Can a Baby “Smart Phone” Encourage Language Development in Infants?

By: Shianna Thompson u0896731

For my blog post I chose to look at the VTech Touch and Swipe Baby Phone. This product is available on Amazon and it is a bestseller in their kids electronic systems department. Marketed towards children in the 6-36 month age range, the phone is a bulkier version of a real touch phone with 12 light-up pretend apps. They include things like a dog, music note, and house which play songs.  It has a toggle at the bottom of screen that has a call and home button, the home button can actually save a phone number. According to amazon the toy is suppose to introduce role-play and hand eye coordination while also teaching the abc’s, 123s, and words. I found this product interesting because it is something that only people alive in the last decade will understand. Children growing up anytime before this used different things to facilitate their language skills and sometimes I think technology hinders this development.

The age range for the product I chose is pretty large 6-36 months, it also claims to facilitate the development of multiple things the main one being  language development. That being said, when reading the Bornstein text I looked at the sections on cognition and language development. I learned that when it comes to language, infants are able to comprehend words before they can speak them. Their language development is also being supported by multiple sources. One of which is labeling, where objects are verbally referred to and described. All in all both sections pretty much said that infants are biologically predisposed to learn things and do so through the the stimulus in their environment. It also seemed that the best way to learn is through interaction with other people.
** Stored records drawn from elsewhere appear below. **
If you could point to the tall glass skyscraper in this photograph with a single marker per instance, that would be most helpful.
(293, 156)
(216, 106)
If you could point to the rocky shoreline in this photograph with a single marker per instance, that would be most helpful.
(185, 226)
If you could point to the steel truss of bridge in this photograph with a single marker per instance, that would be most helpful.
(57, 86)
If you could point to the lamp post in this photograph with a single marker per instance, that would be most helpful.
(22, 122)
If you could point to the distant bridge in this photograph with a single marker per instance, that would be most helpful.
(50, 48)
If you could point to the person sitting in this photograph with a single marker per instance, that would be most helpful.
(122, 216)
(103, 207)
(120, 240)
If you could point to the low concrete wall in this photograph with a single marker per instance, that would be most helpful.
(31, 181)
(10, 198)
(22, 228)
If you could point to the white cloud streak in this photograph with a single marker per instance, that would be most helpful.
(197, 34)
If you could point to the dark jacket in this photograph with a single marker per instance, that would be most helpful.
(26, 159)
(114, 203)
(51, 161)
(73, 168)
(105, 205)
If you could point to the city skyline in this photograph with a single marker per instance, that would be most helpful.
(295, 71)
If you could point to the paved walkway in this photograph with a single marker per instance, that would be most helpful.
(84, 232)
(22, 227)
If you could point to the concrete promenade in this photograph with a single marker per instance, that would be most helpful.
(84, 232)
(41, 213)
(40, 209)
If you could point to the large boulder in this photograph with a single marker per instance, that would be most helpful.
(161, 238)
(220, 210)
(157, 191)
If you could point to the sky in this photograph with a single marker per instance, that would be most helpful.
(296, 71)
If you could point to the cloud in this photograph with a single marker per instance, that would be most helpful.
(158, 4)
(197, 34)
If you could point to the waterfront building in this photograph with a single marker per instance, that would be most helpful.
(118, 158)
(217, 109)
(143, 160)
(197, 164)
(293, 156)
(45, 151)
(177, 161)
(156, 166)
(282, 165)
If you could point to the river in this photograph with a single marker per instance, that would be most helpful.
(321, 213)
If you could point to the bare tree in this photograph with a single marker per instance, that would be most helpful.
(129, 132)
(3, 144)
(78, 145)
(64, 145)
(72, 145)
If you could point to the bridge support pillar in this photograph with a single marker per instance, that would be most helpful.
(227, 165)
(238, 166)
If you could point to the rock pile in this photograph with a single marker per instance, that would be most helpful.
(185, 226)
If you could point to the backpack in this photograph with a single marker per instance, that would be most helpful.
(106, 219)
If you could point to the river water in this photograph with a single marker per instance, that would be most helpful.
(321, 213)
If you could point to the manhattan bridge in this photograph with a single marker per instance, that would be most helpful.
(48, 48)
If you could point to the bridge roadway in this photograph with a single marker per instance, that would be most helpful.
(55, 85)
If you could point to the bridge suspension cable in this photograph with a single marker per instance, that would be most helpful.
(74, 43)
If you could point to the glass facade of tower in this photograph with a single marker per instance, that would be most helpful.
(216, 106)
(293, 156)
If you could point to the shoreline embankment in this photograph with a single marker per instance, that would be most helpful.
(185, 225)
I found an article published in JAMA Pediatrics titled Association of the Type of Toy Used During Play With the Quantity and Quality of Parent-Infant Communication, that looked at whether or not the type of toy used during play affected the communication in parent-infant interactions. The study was a controlled experiment in a natural setting  featuring 26 pairs of parents and infants 10-16 months old. Researchers measured things like adult word usage and child vocalization while observing 15 minute play sessions between parent and infant in their home. They used three different sets of toys for infants to play with; a book, traditional toy, and an electronic toy, the electronic toy that they used is representative of the Touch and Swipe Baby Phone. They found that when infants played with an electronic toy it decreased the quantity and quality language input as compared to the other toys. After analyzing the Bornstein text and article I believe that the Touch and Swipe Baby Phone does not really contribute to the development of an infants language skills, at least when they are under under the age of two.  This toy is really the most harmful when parents believe that it contributes more to their child’s development than their interaction with them does.

In conclusion, I found that the Touch and Swipe Baby Phone doesn’t quite live up to its claims about language development. It won’t hurt the infant to play with it as a distraction, but parents should keep in mind that their involvement with the infant is most beneficial. Research suggesting that the best way for an infant to develop language skills is through interaction with others where there is a bidirectional exchange in communication and actions.


Bornstein, M.H., Arterberry, M.E., & Lamb, M.E. (2014). Development in Infancy (5thEdition). Psychology Press

Sosa, A. V. (2016). Association of the Type of Toy Used During Play With the Quantity and Quality of Parent-Infant Communication. JAMA Pediatrics, 170(2), 132. doi:10.1001/jamapediatrics.2015.3753

Touch and Swipe Baby Phone. (n.d.). Retrieved from

Vtech Touch and Swipe Baby Phone. (n.d.). Retrieved from



One thought on “Can a Baby “Smart Phone” Encourage Language Development in Infants?

  1. Jenny Reese
    UNID: u0774361

    I find it interesting that this is how companies are deciding to market this toy, because when I bought the smartphone toy for my niece I never once thought that this toy would be beneficial to her development and learning. That makes me feel bad for those parents that bought those toy’s so their children could develop language. I understand why they market this product that way, but it doesn’t seem right to market it that way if there isn’t any real connection between language development and the toy. I completely agree when you say that the parents involvement in the child’s development is the most important and beneficial. I found that in a lot of research that no matter what type of programs there are to help the child to develop as long as the parent is involved with the development the child will grow and develop how they need to. The parent shouldn’t just be sitting them in front of a screen and hope that the child learns what the parent wants them to learn.